After half a day in the air, I pulled up to the dock in a taxi. The driver stopped in front of what looked like a floating junk pile. “Wrong place, buddy,” I said. “I’m working on a ship. This is a barge.” And he looked at me like I was slow or something and said, “You’re the third guy I dropped here today. This is your ship.”

When I walked onboard, the second mate said to me, “You’ll never be on another ship like this one.” He was right.

The Aleut Provider was heading up from Seattle to Alaska and back. We were scheduled to go through the Inland Passage up through Charlottetown over to Kodiak, through the Aleutian Islands, and then up to the Pribilof Islands in the Arctic Circle, hitting a bunch of tiny fishing villages where they process the salmon and king crab that the trawlers bring in. We would also be bringing supplies up to the Indian villages on a contract with the U.S. Government, but anything we hauled back at a price was pure profit. So the ship was loaded down with every kind of frontier product you can imagine: seal skins heaped in the cargo hold, salmon meat stuffed in the refrigerated holds. And piled on the deck, high above the gunwales, were trucks, empty beer kegs for refilling in Seattle, motorcycles, telephone poles, snowmobiles, and fire hydrants.

It looked like the Beverly Hillbillies’ Cruise to Nowhere.

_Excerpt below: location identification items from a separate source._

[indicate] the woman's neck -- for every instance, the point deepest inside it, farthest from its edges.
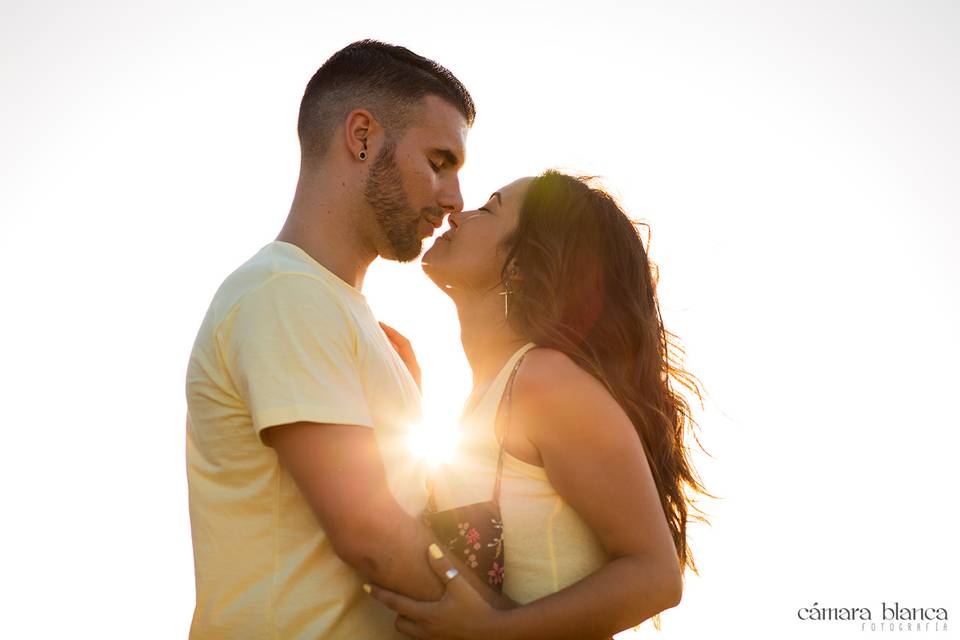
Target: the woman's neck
(488, 340)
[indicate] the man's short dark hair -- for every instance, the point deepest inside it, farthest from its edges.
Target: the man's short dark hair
(386, 79)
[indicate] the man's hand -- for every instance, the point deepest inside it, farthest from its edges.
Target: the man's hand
(461, 614)
(404, 349)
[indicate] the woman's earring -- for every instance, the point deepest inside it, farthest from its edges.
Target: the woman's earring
(506, 300)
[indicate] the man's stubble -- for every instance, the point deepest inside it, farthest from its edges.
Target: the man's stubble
(385, 194)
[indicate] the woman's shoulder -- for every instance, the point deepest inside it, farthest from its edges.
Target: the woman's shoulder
(549, 384)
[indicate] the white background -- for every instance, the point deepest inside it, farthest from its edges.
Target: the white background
(798, 163)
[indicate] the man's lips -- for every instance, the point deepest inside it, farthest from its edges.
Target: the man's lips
(435, 222)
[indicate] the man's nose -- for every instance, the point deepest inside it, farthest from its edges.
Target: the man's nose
(450, 198)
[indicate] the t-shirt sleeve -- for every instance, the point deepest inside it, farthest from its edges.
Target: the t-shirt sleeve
(291, 348)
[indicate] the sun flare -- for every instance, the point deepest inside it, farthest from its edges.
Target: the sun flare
(434, 441)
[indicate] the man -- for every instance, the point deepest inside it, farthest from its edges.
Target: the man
(301, 486)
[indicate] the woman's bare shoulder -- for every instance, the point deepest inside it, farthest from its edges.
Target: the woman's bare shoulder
(554, 394)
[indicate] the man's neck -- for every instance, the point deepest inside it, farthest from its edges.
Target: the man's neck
(321, 223)
(488, 340)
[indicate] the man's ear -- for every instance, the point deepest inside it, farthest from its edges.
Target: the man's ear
(360, 129)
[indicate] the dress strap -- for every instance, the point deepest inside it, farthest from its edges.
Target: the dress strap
(508, 396)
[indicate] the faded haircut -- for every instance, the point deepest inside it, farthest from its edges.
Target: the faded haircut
(385, 79)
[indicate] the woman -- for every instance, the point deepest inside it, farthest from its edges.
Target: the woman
(573, 431)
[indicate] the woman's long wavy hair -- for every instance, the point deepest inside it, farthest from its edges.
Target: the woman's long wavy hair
(580, 282)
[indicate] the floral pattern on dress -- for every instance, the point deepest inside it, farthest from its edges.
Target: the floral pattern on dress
(475, 534)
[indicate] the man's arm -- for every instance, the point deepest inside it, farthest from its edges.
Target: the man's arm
(340, 473)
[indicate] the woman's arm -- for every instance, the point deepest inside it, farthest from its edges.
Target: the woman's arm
(594, 459)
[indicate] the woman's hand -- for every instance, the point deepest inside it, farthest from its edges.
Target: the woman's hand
(461, 614)
(404, 349)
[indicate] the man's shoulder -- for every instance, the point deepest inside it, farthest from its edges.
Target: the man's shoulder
(275, 272)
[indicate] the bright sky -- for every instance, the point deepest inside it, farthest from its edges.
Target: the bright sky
(797, 161)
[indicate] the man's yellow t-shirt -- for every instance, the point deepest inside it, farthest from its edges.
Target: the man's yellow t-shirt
(286, 341)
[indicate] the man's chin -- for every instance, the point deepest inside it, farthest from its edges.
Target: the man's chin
(406, 253)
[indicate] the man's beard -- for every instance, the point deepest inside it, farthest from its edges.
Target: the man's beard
(395, 217)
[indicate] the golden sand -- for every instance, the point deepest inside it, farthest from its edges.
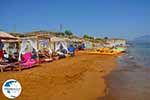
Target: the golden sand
(72, 78)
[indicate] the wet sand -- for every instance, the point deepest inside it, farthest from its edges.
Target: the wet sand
(77, 78)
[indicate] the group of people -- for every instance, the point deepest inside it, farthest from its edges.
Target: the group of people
(44, 54)
(8, 57)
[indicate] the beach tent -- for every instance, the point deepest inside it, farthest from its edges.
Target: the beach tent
(6, 36)
(10, 42)
(28, 43)
(88, 45)
(59, 42)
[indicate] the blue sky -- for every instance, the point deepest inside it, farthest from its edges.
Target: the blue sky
(99, 18)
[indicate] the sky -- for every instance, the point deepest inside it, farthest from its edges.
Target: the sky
(99, 18)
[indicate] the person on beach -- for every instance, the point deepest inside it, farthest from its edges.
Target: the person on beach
(1, 50)
(71, 50)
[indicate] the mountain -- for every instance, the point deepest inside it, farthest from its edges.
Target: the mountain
(143, 39)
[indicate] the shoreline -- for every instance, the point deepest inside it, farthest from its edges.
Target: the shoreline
(70, 78)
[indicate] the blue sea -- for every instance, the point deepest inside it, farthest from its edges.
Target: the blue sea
(139, 53)
(131, 80)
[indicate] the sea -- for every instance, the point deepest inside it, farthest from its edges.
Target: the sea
(139, 53)
(131, 79)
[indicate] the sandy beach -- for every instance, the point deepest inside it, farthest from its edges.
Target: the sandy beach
(73, 78)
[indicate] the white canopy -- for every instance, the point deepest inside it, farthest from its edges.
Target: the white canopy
(4, 35)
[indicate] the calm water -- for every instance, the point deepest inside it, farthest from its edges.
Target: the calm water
(131, 80)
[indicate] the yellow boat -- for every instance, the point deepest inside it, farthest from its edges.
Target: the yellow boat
(102, 51)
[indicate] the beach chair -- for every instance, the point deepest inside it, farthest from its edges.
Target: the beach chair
(10, 66)
(27, 62)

I was a third mate on his first trip. I rarely spoke to the captain, that’s how low on the totem pole I was. My room was a tiny space with a wooden door, which would later be ripped off its hinges by a storm and be replaced by a wool blanket, my only protection against the arctic winds. I would wake up in the morning and there would be water flowing under my feet. I wondered what the hell I’d gotten myself into.